Once you have identified those companies likely to have the expertise to get your product manufactured, the next step is to determine their receptiveness to purchasing ideas from individuals. You need answers to these questions:
Does the company have a history of buying or licensing new products from individuals?
Does the company have a history of stealing ideas from inventors?
Does the company have existing products your idea can complement?
Does your idea fit with the company's product lines?
Has this company recently introduced a new product similar to yours, which it needs to protect?
Does the company have the necessary tools and work force to efficiently design, build and sell your idea?

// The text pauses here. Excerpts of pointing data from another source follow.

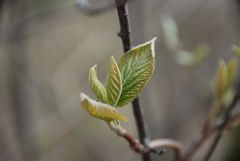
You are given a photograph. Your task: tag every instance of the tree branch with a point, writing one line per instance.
(168, 143)
(126, 41)
(92, 10)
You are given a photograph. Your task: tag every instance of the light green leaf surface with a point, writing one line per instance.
(100, 110)
(96, 86)
(136, 68)
(232, 70)
(114, 83)
(236, 50)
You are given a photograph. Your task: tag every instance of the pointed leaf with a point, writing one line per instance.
(236, 50)
(232, 70)
(96, 86)
(100, 110)
(136, 68)
(114, 83)
(221, 79)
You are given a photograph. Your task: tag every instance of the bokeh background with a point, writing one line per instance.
(47, 48)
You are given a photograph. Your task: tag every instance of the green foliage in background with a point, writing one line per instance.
(224, 79)
(173, 43)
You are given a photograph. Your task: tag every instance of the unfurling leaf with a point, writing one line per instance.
(232, 70)
(100, 110)
(200, 53)
(221, 79)
(114, 83)
(136, 68)
(185, 58)
(96, 86)
(223, 91)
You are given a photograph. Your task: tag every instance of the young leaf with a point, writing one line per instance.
(221, 79)
(136, 68)
(114, 83)
(232, 70)
(236, 50)
(96, 86)
(170, 31)
(100, 110)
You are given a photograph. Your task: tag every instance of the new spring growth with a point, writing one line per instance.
(224, 80)
(124, 82)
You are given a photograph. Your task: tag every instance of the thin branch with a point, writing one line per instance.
(126, 41)
(134, 143)
(168, 143)
(213, 146)
(92, 10)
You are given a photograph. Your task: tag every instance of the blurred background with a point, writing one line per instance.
(47, 48)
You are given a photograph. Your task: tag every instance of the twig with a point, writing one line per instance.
(134, 143)
(213, 146)
(92, 10)
(126, 41)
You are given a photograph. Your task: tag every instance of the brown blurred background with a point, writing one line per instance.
(47, 47)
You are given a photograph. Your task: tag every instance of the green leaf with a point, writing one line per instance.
(221, 79)
(96, 86)
(170, 31)
(100, 110)
(232, 70)
(236, 50)
(136, 68)
(185, 58)
(114, 83)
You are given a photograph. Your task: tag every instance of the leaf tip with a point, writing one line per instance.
(82, 97)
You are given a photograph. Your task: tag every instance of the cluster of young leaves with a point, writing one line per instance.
(224, 79)
(172, 41)
(124, 82)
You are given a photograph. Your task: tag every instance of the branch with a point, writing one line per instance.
(126, 41)
(134, 143)
(92, 10)
(168, 143)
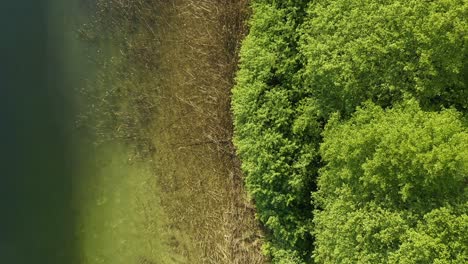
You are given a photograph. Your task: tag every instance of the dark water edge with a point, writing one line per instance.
(37, 160)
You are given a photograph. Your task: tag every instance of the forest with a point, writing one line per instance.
(351, 123)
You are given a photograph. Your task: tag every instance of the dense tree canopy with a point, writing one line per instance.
(388, 172)
(390, 181)
(380, 50)
(278, 165)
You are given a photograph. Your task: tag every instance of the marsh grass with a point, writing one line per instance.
(164, 74)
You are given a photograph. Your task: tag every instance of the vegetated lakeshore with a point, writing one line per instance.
(165, 185)
(351, 122)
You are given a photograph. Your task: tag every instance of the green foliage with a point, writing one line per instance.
(381, 50)
(278, 162)
(389, 179)
(394, 164)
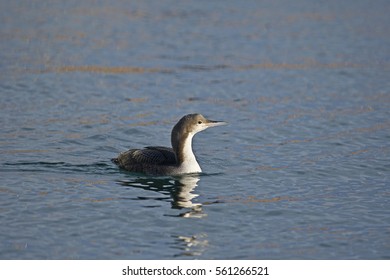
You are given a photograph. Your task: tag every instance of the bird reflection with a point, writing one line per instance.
(180, 190)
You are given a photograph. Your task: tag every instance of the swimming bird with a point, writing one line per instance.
(180, 159)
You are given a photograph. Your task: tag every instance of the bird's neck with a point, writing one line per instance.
(184, 154)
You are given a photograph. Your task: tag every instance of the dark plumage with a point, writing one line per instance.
(179, 159)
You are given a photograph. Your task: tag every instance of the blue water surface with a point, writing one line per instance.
(302, 171)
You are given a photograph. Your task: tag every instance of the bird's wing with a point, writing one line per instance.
(149, 155)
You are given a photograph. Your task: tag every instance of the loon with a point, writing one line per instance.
(180, 159)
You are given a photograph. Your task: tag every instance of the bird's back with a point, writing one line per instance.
(151, 160)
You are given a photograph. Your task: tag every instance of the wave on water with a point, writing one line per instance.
(62, 167)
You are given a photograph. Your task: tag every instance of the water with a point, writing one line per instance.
(300, 172)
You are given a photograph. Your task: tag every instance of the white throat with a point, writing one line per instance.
(190, 164)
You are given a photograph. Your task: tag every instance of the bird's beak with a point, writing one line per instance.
(211, 123)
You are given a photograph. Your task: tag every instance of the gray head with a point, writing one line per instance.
(189, 125)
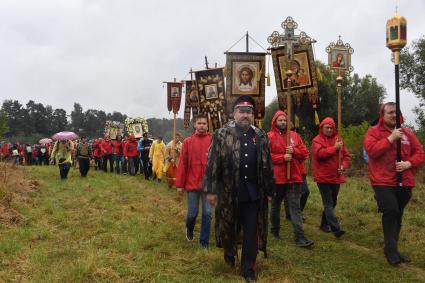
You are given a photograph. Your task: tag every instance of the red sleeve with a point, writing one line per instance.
(417, 155)
(125, 150)
(374, 146)
(321, 151)
(345, 158)
(300, 151)
(182, 167)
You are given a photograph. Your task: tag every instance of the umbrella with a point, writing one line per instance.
(62, 136)
(45, 141)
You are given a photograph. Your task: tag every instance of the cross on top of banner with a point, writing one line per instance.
(288, 38)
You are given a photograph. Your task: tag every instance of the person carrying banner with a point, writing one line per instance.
(62, 153)
(239, 180)
(189, 177)
(131, 155)
(330, 160)
(287, 188)
(156, 157)
(84, 154)
(380, 144)
(143, 147)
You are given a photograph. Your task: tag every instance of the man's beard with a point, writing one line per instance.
(244, 124)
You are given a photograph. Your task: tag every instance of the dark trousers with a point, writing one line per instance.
(329, 193)
(291, 193)
(391, 202)
(133, 165)
(305, 192)
(97, 163)
(64, 169)
(84, 164)
(105, 159)
(248, 217)
(147, 167)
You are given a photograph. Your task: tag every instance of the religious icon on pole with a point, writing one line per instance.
(174, 90)
(191, 105)
(245, 76)
(211, 93)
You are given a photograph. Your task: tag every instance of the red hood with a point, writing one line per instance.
(277, 114)
(381, 115)
(327, 121)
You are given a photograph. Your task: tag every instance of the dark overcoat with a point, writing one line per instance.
(222, 178)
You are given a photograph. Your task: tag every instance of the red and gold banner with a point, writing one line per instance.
(212, 100)
(245, 76)
(174, 95)
(191, 103)
(304, 78)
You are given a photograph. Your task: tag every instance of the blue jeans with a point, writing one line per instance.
(193, 198)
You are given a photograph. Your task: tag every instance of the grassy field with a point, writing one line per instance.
(110, 228)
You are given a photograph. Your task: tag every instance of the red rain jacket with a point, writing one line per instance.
(106, 147)
(192, 162)
(325, 156)
(382, 155)
(117, 147)
(130, 147)
(278, 149)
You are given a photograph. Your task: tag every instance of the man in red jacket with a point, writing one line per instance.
(189, 177)
(329, 152)
(380, 144)
(132, 155)
(290, 189)
(106, 151)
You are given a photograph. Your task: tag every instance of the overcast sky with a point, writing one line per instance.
(114, 55)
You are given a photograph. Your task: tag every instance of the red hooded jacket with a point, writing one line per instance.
(325, 156)
(192, 162)
(277, 150)
(117, 147)
(130, 147)
(382, 155)
(106, 147)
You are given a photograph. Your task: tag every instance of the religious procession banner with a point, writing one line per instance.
(212, 101)
(136, 126)
(191, 103)
(245, 76)
(304, 77)
(113, 129)
(174, 95)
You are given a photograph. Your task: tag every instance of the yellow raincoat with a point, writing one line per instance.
(157, 155)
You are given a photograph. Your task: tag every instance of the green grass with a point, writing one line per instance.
(110, 228)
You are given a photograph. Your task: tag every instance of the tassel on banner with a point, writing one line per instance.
(297, 122)
(316, 118)
(319, 74)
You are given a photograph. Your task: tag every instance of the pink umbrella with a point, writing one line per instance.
(62, 136)
(45, 141)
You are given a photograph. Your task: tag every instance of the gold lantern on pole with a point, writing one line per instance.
(396, 40)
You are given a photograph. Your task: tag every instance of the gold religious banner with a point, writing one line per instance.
(211, 93)
(174, 94)
(191, 103)
(245, 76)
(303, 79)
(339, 57)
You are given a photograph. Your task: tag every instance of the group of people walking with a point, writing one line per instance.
(241, 169)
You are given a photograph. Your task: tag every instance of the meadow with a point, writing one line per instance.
(114, 228)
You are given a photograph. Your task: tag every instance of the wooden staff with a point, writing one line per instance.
(339, 80)
(288, 119)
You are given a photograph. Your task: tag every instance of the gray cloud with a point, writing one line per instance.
(114, 55)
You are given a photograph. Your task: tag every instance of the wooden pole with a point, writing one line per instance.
(289, 118)
(339, 80)
(397, 117)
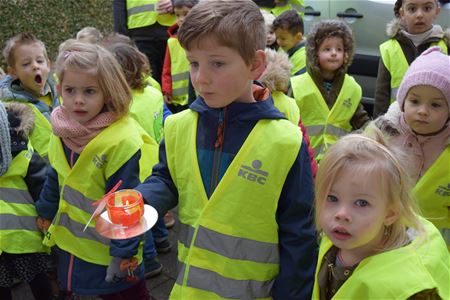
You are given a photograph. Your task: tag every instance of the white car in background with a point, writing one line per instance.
(368, 19)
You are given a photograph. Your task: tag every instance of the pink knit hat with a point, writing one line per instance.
(431, 68)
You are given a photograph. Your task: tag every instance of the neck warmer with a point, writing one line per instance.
(75, 135)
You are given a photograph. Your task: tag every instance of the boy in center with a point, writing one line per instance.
(237, 169)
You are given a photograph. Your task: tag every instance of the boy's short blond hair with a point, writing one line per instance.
(24, 38)
(236, 24)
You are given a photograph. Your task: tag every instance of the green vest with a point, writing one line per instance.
(395, 62)
(101, 158)
(147, 109)
(433, 193)
(179, 71)
(396, 274)
(18, 230)
(287, 106)
(298, 60)
(291, 4)
(224, 249)
(325, 126)
(143, 13)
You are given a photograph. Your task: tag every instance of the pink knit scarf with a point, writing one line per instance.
(75, 135)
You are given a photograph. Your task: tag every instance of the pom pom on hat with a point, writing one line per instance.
(432, 68)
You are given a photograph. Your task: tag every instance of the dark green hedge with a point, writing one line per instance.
(52, 21)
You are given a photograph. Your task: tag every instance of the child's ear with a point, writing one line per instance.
(258, 64)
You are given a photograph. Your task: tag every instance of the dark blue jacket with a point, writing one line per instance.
(88, 278)
(297, 237)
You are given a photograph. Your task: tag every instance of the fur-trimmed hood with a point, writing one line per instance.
(278, 71)
(21, 119)
(325, 29)
(397, 24)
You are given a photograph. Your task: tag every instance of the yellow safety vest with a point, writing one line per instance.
(297, 5)
(433, 193)
(228, 244)
(179, 69)
(18, 230)
(298, 60)
(396, 274)
(143, 13)
(325, 126)
(85, 182)
(147, 109)
(287, 106)
(395, 62)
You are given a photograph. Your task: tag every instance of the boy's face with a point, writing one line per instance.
(181, 13)
(30, 67)
(220, 75)
(419, 15)
(286, 40)
(426, 109)
(331, 56)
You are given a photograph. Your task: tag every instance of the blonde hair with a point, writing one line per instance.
(99, 62)
(24, 38)
(236, 24)
(365, 155)
(89, 34)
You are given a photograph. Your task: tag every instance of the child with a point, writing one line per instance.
(419, 122)
(175, 75)
(271, 38)
(89, 34)
(374, 246)
(411, 32)
(31, 84)
(244, 209)
(147, 109)
(22, 174)
(329, 99)
(93, 138)
(276, 78)
(288, 29)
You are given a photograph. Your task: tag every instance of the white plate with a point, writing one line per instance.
(106, 228)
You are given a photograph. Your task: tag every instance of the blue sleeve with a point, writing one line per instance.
(297, 236)
(129, 174)
(166, 112)
(48, 202)
(159, 190)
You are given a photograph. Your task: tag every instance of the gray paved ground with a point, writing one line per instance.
(158, 286)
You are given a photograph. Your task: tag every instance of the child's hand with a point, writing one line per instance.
(164, 7)
(43, 224)
(167, 99)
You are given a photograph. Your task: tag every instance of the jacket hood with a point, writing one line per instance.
(278, 71)
(397, 24)
(20, 118)
(321, 31)
(263, 108)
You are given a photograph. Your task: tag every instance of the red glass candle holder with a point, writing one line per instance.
(125, 207)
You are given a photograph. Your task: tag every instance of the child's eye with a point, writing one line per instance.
(332, 198)
(361, 203)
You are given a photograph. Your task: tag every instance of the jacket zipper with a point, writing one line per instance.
(218, 146)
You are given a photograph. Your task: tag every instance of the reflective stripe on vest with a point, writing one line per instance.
(395, 62)
(220, 249)
(18, 229)
(432, 191)
(325, 126)
(100, 159)
(147, 109)
(143, 13)
(287, 106)
(179, 69)
(298, 60)
(396, 274)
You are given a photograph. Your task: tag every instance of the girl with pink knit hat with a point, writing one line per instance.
(419, 122)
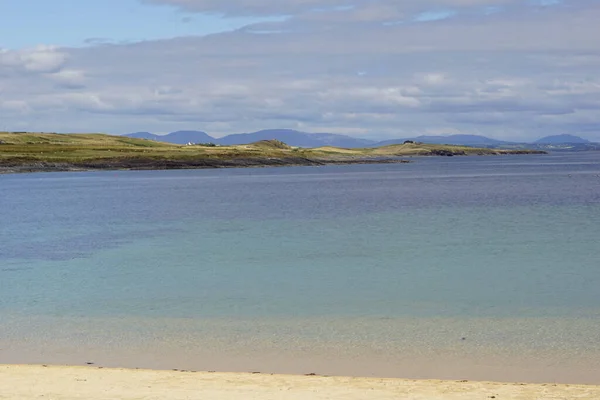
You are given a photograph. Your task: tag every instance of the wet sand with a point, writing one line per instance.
(94, 383)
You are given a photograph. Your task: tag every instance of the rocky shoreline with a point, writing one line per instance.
(204, 163)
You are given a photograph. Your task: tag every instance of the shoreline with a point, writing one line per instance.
(152, 165)
(212, 163)
(95, 383)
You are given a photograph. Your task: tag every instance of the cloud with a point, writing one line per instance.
(330, 66)
(39, 59)
(295, 7)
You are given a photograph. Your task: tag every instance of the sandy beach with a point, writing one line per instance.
(94, 383)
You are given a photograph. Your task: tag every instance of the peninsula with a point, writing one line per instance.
(47, 152)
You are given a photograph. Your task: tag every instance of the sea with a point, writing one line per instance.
(483, 268)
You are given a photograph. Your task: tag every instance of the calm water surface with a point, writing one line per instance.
(454, 259)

You will have gotten the answers to some of these questions through the research you've already gathered. If a company is publicly traded, information on license agreements and litigation can be obtained through the company's required financial filings and annual reports. Additional information can be obtained through the Better Business Bureau, a Dun & Bradstreet Business Information Report or by having an attorney conduct a litigation search on the company.
Find out as much as you can about the financial condition of the prospective company. You need to know if it's going to be around to market the product and pay you what you're owed. This is a difficult task, especially if it's privately owned. Search the Web or visit the library to research articles about the company. Talk to the company's sales representatives, suppliers or customers to get a feel for the company.
If you discover something negative about the company's financial situation, this isn't necessarily a bad thing. A company in a financial crunch can still be a good licensee if it sees your idea as a way to save the company.